Income inequality and job creation

May 2021 (revised February 2026)

BIS Working Papers  |  No 944  | 
26 May 2021

Summary

Focus

This paper studies how income inequality affects job creation and finds that it reduces the number of jobs created by smaller firms.

Contribution

While existing research looks at the effects of inequality on households, this paper is among the first to show that income inequality also affects businesses. This evidence is based on four decades of data on top income shares across US states, combined with detailed information on job creation by firms of different sizes.

Findings

Rising income inequality reduces job creation by small relative to large firms. High-income households save relatively less in the form of bank deposits than do low-income households. Thus, rising top income shares reduce banks' access to deposits and hence their ability to lend. As small firms depend more on bank financing than large firms, the contraction in lending hinders job creation at small firms. The paper provides evidence for these effects, complementing the analysis with a macroeconomic model for simulation experiments.


Abstract

We propose a novel channel through which rising income inequality affects job creation and macroeconomic outcomes. High-income households save relatively more in stocks and bonds but less in bank deposits. A rising top income share thereby increases the relative financing cost for bank-dependent firms, which in turn create fewer jobs compared to other firms. Exploiting variation in top income shares across US states and an instrumental variable strategy, we provide evidence for this channel. We then build a general equilibrium macroeconomic model with heterogeneous households and heterogeneous firms and calibrate it to our empirical estimates. The model shows that the secular rise in top incomes accounts for 13\% of the decline in the employment share of small firms since 1980. Through the new channel, rising inequality also reduces the labor share and aggregate output.

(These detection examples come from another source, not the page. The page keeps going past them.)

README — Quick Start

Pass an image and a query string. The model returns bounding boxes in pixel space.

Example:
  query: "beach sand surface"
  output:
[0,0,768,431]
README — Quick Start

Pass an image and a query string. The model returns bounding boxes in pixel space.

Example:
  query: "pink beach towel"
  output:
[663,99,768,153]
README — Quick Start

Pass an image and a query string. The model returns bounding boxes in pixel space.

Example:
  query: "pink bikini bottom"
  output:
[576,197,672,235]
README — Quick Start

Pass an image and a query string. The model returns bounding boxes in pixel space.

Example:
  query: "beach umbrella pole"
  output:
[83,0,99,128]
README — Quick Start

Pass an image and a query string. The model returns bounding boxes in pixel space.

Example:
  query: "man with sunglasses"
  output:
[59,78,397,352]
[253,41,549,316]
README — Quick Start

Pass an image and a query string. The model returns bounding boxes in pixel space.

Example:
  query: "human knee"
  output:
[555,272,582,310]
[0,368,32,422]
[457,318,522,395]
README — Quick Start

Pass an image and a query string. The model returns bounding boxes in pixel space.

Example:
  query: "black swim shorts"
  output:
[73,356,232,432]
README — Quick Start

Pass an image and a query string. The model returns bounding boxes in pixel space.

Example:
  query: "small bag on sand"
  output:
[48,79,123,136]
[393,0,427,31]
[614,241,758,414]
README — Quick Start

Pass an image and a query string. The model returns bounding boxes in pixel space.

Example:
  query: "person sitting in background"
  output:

Model experiments show that ignoring the link between inequality and job creation understates welfare effects of income redistribution.

JEL-classification: D22, D31, G21, L25

Keywords: income inequality, job creation, small businesses, bank lending, household heterogeneity, financial frictions

The views expressed in this publication are those of the authors and do not necessarily reflect the views of the BIS or its member central banks.